1682 bekam ein Holzhauer die Erlaubnis des Grafen zu Stolberg-Wernigerode einen Gasthof „in der rothen Sütte“ zu eröffnen. 1705 ließ die gräfliche Kammer hier eine Ziegelei einrichten. Rothesütte erweiterte sich um Häuser für Holzhauer und Förster.
1733 wurde im Ort eine kleine Kirche errichtet, wodurch Rothesütte nun einen eigenen Pfarrer und Lehrer erhielt. Die baufällige Kirche wurde in den 70er Jahren der DDR-Zeit abgerissen. Nun hatte der Ort nur noch einen Glockenträger mit der erhalten gebliebenen Glocke von 1888. Es wurde keine neue Kirche errichtet.
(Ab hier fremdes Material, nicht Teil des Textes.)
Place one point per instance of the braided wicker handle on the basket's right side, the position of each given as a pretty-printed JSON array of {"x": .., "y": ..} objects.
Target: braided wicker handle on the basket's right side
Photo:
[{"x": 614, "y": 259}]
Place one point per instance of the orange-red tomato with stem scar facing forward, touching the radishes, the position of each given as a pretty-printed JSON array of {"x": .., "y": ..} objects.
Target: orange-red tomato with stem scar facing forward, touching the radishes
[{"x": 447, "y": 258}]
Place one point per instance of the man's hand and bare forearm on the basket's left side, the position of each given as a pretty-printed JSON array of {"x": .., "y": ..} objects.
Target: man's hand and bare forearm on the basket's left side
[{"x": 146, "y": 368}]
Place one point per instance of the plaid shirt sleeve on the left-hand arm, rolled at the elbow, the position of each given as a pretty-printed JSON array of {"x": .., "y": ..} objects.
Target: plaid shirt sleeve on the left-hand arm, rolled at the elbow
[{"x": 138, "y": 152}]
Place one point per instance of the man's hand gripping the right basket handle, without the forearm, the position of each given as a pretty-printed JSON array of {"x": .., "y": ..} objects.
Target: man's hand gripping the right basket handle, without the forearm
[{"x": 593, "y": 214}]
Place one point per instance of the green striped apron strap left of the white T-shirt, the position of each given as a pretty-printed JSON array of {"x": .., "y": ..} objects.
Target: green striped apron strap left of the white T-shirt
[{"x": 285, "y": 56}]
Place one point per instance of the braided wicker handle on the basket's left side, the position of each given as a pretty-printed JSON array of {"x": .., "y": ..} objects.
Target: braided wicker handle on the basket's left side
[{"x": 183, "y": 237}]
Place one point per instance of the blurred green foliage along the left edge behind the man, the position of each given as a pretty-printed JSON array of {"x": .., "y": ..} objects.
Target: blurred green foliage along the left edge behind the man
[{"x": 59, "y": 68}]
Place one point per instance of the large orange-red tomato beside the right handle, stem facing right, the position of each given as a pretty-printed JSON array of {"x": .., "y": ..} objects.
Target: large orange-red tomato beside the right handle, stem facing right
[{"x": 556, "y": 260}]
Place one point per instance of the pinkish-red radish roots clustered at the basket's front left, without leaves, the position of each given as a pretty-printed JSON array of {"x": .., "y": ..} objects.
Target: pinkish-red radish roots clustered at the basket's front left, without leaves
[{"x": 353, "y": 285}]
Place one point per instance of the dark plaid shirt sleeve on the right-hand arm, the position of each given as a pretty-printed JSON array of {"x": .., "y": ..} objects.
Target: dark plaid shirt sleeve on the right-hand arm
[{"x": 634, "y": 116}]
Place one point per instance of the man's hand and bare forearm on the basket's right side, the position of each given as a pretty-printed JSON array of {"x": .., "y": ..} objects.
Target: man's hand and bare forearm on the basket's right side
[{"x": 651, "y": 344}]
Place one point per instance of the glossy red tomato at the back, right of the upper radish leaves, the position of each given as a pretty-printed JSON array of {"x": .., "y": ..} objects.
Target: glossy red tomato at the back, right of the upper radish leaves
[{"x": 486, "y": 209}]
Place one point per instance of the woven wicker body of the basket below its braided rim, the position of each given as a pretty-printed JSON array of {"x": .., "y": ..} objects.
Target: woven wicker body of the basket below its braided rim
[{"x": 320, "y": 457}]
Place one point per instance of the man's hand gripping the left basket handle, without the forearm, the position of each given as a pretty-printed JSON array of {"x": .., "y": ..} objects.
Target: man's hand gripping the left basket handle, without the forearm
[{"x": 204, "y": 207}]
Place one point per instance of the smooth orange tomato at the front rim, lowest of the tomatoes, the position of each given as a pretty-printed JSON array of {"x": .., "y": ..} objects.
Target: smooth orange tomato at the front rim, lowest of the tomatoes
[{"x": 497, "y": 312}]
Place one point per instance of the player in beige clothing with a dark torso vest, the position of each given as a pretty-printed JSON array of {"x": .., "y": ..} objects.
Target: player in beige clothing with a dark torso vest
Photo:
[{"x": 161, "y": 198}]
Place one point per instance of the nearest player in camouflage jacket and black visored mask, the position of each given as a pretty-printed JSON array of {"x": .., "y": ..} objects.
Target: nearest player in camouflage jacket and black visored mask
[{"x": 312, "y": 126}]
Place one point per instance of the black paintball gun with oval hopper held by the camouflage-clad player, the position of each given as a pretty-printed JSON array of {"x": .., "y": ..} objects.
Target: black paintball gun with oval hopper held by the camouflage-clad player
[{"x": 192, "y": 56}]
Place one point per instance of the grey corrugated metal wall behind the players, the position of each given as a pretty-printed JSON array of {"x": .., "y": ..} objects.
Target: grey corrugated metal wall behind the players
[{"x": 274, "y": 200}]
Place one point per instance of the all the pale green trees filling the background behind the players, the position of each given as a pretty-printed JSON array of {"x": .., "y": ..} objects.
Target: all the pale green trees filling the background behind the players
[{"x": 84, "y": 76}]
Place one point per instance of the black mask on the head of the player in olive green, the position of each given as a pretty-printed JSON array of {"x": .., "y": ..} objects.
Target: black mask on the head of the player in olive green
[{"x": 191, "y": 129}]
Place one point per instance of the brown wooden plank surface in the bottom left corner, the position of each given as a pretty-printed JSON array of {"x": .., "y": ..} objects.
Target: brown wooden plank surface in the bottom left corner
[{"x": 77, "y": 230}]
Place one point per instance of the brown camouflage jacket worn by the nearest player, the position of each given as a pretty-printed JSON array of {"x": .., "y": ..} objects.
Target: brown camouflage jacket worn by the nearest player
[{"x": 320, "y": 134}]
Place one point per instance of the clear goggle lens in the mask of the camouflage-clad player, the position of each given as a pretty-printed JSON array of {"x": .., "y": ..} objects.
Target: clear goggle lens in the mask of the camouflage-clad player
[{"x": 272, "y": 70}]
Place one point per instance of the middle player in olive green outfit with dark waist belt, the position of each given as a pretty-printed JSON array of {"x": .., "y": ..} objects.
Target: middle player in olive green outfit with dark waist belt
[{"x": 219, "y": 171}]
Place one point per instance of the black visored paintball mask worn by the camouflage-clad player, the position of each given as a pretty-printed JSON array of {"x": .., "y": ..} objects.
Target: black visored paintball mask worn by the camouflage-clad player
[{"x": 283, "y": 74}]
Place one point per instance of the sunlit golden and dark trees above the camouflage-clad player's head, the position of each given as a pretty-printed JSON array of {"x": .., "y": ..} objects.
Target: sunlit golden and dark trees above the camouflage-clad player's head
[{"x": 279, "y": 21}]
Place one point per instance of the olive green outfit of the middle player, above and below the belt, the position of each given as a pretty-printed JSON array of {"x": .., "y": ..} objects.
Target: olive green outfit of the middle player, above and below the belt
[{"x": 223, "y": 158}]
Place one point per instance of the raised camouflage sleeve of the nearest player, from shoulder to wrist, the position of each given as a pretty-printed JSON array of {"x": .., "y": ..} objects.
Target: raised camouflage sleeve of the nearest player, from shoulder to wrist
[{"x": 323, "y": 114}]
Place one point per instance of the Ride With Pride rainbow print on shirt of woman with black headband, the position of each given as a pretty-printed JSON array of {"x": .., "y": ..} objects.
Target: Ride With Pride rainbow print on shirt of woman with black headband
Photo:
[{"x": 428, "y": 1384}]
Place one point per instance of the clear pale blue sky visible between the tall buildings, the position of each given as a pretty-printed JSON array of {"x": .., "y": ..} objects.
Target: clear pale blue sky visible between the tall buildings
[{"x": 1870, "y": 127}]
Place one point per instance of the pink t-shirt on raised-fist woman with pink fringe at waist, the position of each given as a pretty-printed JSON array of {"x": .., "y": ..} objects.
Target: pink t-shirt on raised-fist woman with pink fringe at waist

1800 wohnten in Rothesütte 85 Einwohner in 15 Häusern und um das Jahr 1900 bereits 250 Einwohner. Zwischen 1807 und 1813 gehörte Rothesütte zum Königreich Westphalen. Wechselnde Zuordnungen brachten Rothesütte zum Königreich Hannover, zum Amt Hohnstein oder zur preußischen Provinz Hannover. Ab 1. Oktober 1932 wurde der Ort der preußischen Provinz Sachsen zugeordnet.
Im Juli 1929 hielten sich die britisch-amerikanischen Schriftsteller Wystan Hugh Auden und Christopher Isherwood in der Sommerfrische in Rothesütte auf. W. H. Audenschrieb „Das Zeitalter der Angst, 1947 und erhielt 1948 den Pulitzer-Preis. Ch. Isherwood ist bekannt durch seine „Berlin Stories“, die Grundlage des Filmmusicals „Cabaret“ wurden.
Ab 1944 gehörte der Ort zu Thüringen und dem Landkreis Nordhausen. Nach der Wende und dem Fall der innerdeutschen Grenze wurde Rothesütte 1994 in die Stadt Ellrich eingemeindet.